« La colère est légitime » : débat sur les émotions et la participation à Strasbourg

À l’invitation de la Ville et l’Eurométropole de Strasbourg, direction le Shadok pour échanger avec les agents de la collectivité sur la place des émotions dans le débat.

La métropole et la ville de Strasbourg déploient de nombreux exercices de participation citoyenne. Conseil des citoyens, des jeunes, assemblées publiques, comité d’usagers du numérique ou encore rencontres de quartiers, ces exercices sont également prolongés par des dispositifs en ligne telle que la plateforme numérique de la participation citoyenne qui permet aux habitants de prendre part à des délibérations.

Quelle place pour l’expression et l’écoute des émotions dans ces échanges autour des enjeux du quotidien des citoyennes et citoyens, souvent passionnés ? Le 18 janvier 2024, vingt-six agents de ces collectivités ayant plus ou moins expérimenté ces formes de participation, qu’elles soient au coeur de leur métier (agents de la direction de la participation) ou au fil de la conduite de projets spécifiques (agents de la collectivité dont les compétences / choix sont mis en débats avec des citoyens) ont pu échanger sur ces exercices clés dans la vie démocratique locale.

Un consensus a rapidement émergé : l’expression d’émotions est légitime tant qu’elle ne dépasse pas certaines limites, un certain cadre. L’enjeu est alors de mettre sur pied les dispositifs les plus adaptés

Espaces et légitimité de l’expression des émotions dans le débat public

Pour les agents au contact des citoyens, “la remise en cause d’une expertise est parfois difficile à accepter” témoigne une participante. Exprimer sa colère pendant les réunions publiques est naturel, en particulier quand il s’agit de décisions qui vont avoir un impact direct sur le quotidien des citoyens (la mobilité, les écoles…), mais pour de nombreux agents, les attaques personnelles et l’instrumentalisation des émotions pour remettre en cause leur légitimité est une limite qu’il ne faut pas franchir.Il s’agit d’accepter le ressenti de l’autre, de garder de la distance nous explique-t-on.

L’expression de ces émotions ne concerne pas que les réunions physiques. Les participants pointent également la place des réseaux sociaux, où la désincarnation des relations interpersonnelles et le manque de recul favorisent la virulence des messages envoyés, alors que les agents se sentent d’autant plus exposés, “dans l’intimité de [leurs] logements”. Relevant l’expression parfois violente d’usagers sur les réseaux sociaux de la Ville et de l’Eurométropole de Strasbourg, une participante questionne : “La collectivité doit-elle se retirer d’un réseau social ?”.

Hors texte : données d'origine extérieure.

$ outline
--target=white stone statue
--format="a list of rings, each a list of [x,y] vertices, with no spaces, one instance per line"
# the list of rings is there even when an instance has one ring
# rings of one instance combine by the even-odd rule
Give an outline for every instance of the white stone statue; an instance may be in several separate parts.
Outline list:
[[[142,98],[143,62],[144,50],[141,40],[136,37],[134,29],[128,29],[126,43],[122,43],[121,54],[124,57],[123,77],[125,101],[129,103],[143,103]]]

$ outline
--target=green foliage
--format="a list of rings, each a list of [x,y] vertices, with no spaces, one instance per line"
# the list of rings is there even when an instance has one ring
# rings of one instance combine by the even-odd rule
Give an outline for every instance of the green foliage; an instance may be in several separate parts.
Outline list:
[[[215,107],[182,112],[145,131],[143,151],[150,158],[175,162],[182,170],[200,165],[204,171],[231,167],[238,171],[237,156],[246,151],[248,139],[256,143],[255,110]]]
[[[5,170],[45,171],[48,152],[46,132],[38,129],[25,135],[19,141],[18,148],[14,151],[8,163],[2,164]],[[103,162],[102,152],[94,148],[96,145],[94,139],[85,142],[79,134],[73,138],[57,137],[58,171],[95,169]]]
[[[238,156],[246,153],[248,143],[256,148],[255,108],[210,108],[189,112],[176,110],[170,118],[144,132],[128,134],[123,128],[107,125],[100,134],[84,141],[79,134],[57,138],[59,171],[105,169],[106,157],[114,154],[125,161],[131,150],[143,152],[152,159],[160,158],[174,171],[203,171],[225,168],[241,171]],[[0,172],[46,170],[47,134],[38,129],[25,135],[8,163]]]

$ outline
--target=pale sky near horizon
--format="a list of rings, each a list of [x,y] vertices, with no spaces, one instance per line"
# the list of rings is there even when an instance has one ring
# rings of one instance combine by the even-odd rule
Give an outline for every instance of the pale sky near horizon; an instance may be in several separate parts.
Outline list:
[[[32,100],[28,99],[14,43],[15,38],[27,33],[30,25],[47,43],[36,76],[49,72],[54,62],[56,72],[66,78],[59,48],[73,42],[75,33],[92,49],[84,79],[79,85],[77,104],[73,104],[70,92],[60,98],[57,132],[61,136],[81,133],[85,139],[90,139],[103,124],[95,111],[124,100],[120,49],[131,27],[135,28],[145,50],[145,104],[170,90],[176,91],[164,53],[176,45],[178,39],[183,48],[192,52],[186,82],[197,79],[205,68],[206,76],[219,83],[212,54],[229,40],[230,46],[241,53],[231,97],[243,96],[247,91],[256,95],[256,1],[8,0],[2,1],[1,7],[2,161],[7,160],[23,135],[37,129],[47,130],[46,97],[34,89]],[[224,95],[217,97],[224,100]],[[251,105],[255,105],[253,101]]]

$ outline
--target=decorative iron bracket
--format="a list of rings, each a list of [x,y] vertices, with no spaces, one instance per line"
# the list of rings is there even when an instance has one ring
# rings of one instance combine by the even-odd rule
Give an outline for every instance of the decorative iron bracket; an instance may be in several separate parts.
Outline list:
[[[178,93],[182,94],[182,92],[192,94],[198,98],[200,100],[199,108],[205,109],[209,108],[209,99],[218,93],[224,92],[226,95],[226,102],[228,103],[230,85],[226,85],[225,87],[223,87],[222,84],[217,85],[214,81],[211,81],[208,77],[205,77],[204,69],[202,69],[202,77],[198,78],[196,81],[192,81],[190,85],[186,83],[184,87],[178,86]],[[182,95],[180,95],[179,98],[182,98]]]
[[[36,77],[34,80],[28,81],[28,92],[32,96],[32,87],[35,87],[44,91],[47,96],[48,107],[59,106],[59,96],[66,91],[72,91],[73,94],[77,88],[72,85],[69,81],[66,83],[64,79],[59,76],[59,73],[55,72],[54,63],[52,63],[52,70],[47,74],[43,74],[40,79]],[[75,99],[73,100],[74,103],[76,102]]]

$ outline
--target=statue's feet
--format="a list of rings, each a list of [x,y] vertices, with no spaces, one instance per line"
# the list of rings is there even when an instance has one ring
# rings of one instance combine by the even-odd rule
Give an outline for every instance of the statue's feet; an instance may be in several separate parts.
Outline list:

De l’animation à la formation : l’accompagnement de l’expression des émotions

Comment alors accepter l’expression des émotions en évitant les débordements ? Poser un cadre dès le début d’une réunion peut paraître infantilisant pour les usagers, et s’avérer contre-productif, témoigne une participante. En réaction, une autre conseille de mettre en place un “saladier de questions” et un “mur des frustrations”. Quand le premier objet cherche à faciliter l’expression de tous, sans jugement, le second joue un rôle que l’on pourrait qualifier de cathartique en ce qu’il permet l’expression d’émotions qui pourraient être refoulées.

Plusieurs participants sont par ailleurs revenus sur la forme même des rencontres physiques de participation citoyenne. La récurrence des rencontres permet de construire une relation de confiance dans le temps long et de penser des solutions aux problèmes soulevés par les citoyens, au-delà de l’expression des mécontentements.  La transformation des assemblées de quartier en un format plus réduit, organisé autour d’un stand, permet quant à elle de conduire des discussions de manière plus approfondie et apaisée, en petits groupes, malgré une organisation plus gourmande en temps et en moyens, puisqu’il faut renouveler l’exercice pour chaque nouvel arrivant.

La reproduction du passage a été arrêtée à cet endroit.